VanderPlas: Chapter 04 Visualization with Matplotlib

Metadata

Title: Visualization with Matlplotlib
Number: 4
Book: VanderPlas: Python Data Science Handbook

Core Ideas

Plotting basics

We can plot from a script, just include a plt.show() method to open a graphic window to show it. This should only be used once per session, otherwise the results are undefined. We tend to do it at the end of a script.

We can plot in an IPython shell, we need to specify matplotlib mode by %matplotlib magic command after starting IPython. After this, any plt.plot() command will cause a graphic window to open. To force an update we can run plt.draw(), plt.show() is not required.

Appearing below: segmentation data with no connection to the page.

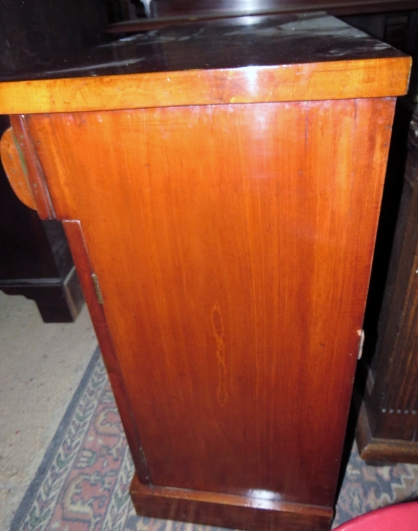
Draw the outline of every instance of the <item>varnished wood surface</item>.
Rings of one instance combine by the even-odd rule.
[[[362,459],[381,463],[418,463],[418,443],[416,441],[374,436],[369,422],[369,414],[364,403],[362,403],[356,431],[356,440]]]
[[[94,271],[90,263],[82,229],[78,221],[66,221],[63,223],[63,226],[73,253],[90,316],[94,326],[94,331],[97,336],[100,351],[106,365],[112,390],[118,404],[118,409],[130,447],[136,473],[142,482],[147,483],[149,481],[149,477],[146,463],[144,463],[140,452],[141,443],[138,436],[137,426],[135,426],[133,419],[129,398],[126,395],[125,383],[121,376],[121,369],[115,355],[113,341],[106,322],[103,307],[97,300],[92,277]]]
[[[263,499],[263,494],[267,493],[257,498],[153,487],[142,484],[136,476],[130,486],[137,512],[151,518],[248,531],[329,530],[331,508]]]
[[[391,147],[403,160],[395,176],[403,189],[357,439],[364,458],[418,463],[418,114],[405,102],[398,110],[407,157],[406,145]]]
[[[36,210],[41,219],[56,219],[49,193],[45,185],[42,170],[33,142],[29,136],[24,117],[11,116],[10,121],[13,131],[13,140],[16,142],[16,148],[19,150],[20,162],[25,167],[23,171],[27,173],[30,186],[30,191],[27,190],[26,193],[28,196],[31,194],[33,197]],[[11,175],[11,172],[8,175],[9,179]],[[13,177],[11,177],[11,178],[13,179]],[[25,182],[23,181],[23,184]]]
[[[153,484],[332,506],[393,105],[27,118]]]
[[[113,110],[405,94],[409,57],[0,84],[0,112]]]
[[[36,210],[36,203],[27,180],[27,169],[23,155],[16,146],[11,128],[3,133],[1,143],[1,162],[14,193],[24,205]]]
[[[324,13],[244,17],[145,32],[4,76],[0,112],[395,96],[406,91],[410,64]]]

In a notebook we have the choice of two modes:

%matplotlib notebook will embed interactive plots in the notebook
%matplotlib inline will embed static images of the plot.

In inline mode, any cell within the notebook that creates a plot will embed a PNG of the graphic after it.

To save a figure we can do this: fig = plt.figure() then fig.savefig('my_fig.png') Filetype is inferred by the name, you can see which are supported by fig.canvas.get_supported_filetypes()

Interfaces

There are two interfaces with the matplotlib api, which can get confusing.

The first is a MATLAB-style interface, refelecting the origins as a MATLAB alternative. It is stateful, keeping track of a ‘current’ figure and axes. So if you create a subplot, and then another, you’ll switch context to the second. How do you change the first? it’s clunky.

The second interface is object-oriented, and is good for more complex plotting needs or when you want more control. It doesn’t rely on a ‘current’ or ‘active’ figure or axes, it uses explicit figure and axes objects, that provide methods to manipulate them.

Creating Line and Scatter Plots

For all matlplotlib plots we start by creating a figure and axes, in their simplest form fig = plt.figure(), ax = plt.axes()

The figure (an instance of the class plt.Figure can be thought of as a single container that contains all the objects representing axes, graphics, text, and labels.
The axes (an instance of plt.Axes) is a bounding box with ticks and labels that will contain the plot elements that make up the visualization.

Once we have an axes instance we can call ax.plot to plot some data. If we want to create a single figure with multiple lines, we can call ax.plot multiple times.

We can pass in a linestyle=keyword argument to set the style (eg ‘solid’, ‘dashed’, ‘dashdot’, ‘dotted’), and a color=<val> to set the colour. Colour can be hex code, rgb tuple, html colour name, grey scale between 0 and 1, and colour code (‘rgbcmyk’).

Matplotlib will set default axes limits but you can specify with plt.xlim(start,end) and plt.ylim(start,end). Alternatively plt.axis([xstart, xend, ystart, yend]). axis can also be used to specify an equal aspect ratio plt.axis('equal') or to tighten the bounds: plt.axis('tight').

You can label a plot with plt.title("My graph") and axes with plt.xlabel("x") and plt.ylabel("y").

In the object oriented style the methods have slightly different names and it’s more convenient to use the ax.set() method to do them all at once:

ax = plt.axes()
ax.plot(x, np.sin(x))
ax.set(xlim=(0,10), ylim=(-2,2), xlabel='x', ylabel='sin(x)', title='a simple plot')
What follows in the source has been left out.